A more cautious attitude is earning Mark Winterbottom big points and dragging him back into Championship contention, but the factory Ford driver says he is storing up his aggression not abandoning it.
Winterbottom’s star-crossed start to the year included various mechanical and tyre failures, a controversial run-in with arch-rival Jamie Whincup and a calamitous clash with Ford Performance Racing teammate David Reynolds.
He slipped as low as 11th (after the ITM 400 Auckland) in the V8 Supercars Championship chase, but after earning the biggest points hauls at both the Sucrogen Townsville 400 and Coates Hire Ipswich 360, he’s climbed back to fourth, narrowing the gap to Championship leader Whincup from over 400 points to 242 points.
He also trails Whincup’s teammate Craig Lowndes by 113 points and fellow Pepsi Max Falcon driver Will Davison by only 31 points.
Now in his eighth year with FPR, Winterbottom has finished second in the Championship once and third four times.
The consistency of his recent run is underlined by the fact he hasn’t won one of the five races conducted over those two events, although he did claim one second, two thirds and a fourth.
“I have toned the aggression down just a bit,” Winterbottom told v8supercars.com.au. “But I am surprised I have managed to claw so many points back.
“There will be a point where I will need to turn the aggression back on when I start to need points. But at the moment I am getting points back on the leaders so I am playing a strategic game.
“There are times where you need to definitely push and others where you need to conserve. Last weekend I was struggling a little for car speed so I think conserving was the smart approach and it ended up working out for me.”
Winterbottom predicts it will be the three-round PIRTEK Endurance Cup where the Drivers’ Championship is almost certain to shake out.
With the reliability of the new Car of the Future still to be proven over long distances and fresh tyre issues popping up last weekend, the Sandown 500, Supercheap Auto Bathurst 1000 and ARMOR ALL Gold Cost 600 pose some unknowns for the teams.
“The enduros will play the big role in it all, we’ll see where it stands after that,” the 32-year old said. “I now have a big sniff of the Championship, but one bad endurance round could definitely cost the Championship.”
While Winterbottom has re-discovered consistency, his rivals have lost it. Whincup, for instance, struggled in Townsville in his Red Bull Racing Australia Holden Commodore VF, managed a win and a second at Ipswich and then dumped to the back of the field with two punctures in Race 24.
“There are more competitive cars this year so on a bad day you finish 10th, whereas last year you finished fifth,” said Winterbottom. “That is the difference and that makes for big points swings.”

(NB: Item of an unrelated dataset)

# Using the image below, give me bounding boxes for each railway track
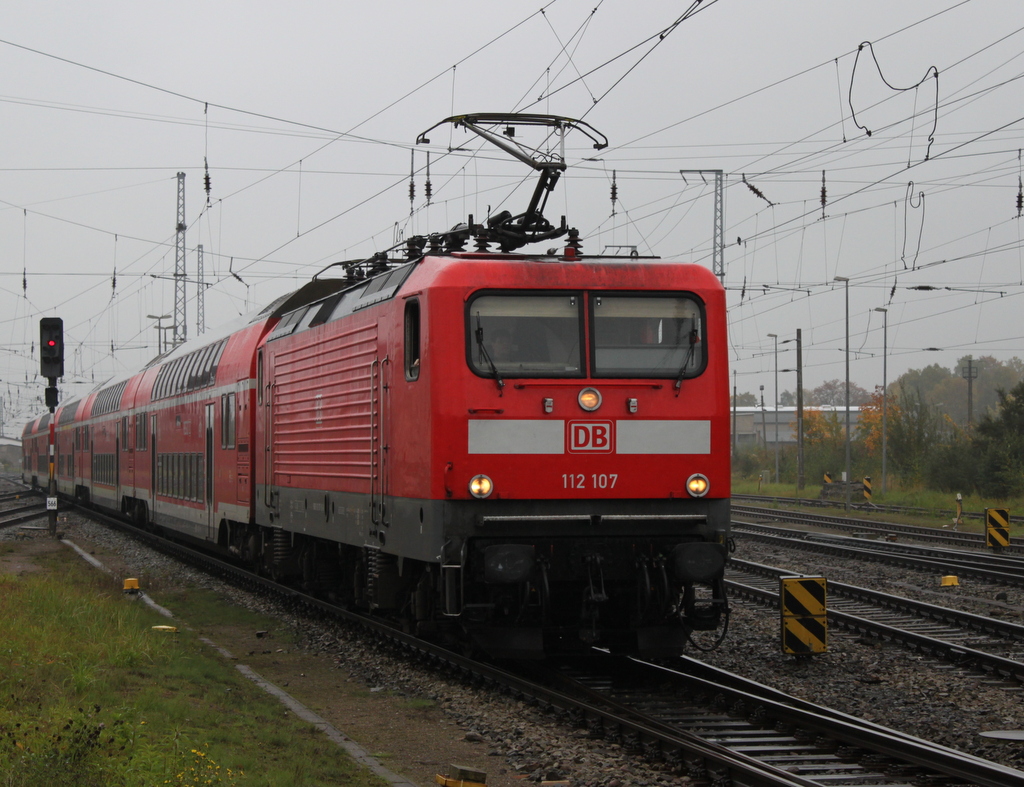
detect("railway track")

Ipswich was a perfect example of that with rookies Scott McLaughlin and FPR-contracted Chaz Mostert winning Races 23 and 24 for GRM and DJR respectively. There have now been 10 different race winners in 2013.
Winterbottom was third in Race 24, sitting behind Mostert and Davison and ahead of Reynolds in a Ford 1-2-3-4. Despite only having six Falcons in the 28 car field, the blue oval has won three of the last seven races.
“Seeing Chaz win there was awesome,” Winterbottom said. “They were tough conditions, I was struggling with them and I have been in the sport 10 years. He wasn’t handed that win … and to stand on the podium with him was that little bit more special.
“I have been helping him a bit at the workshop but when he beats me maybe I should heed some of my own advice and help myself!” he joked.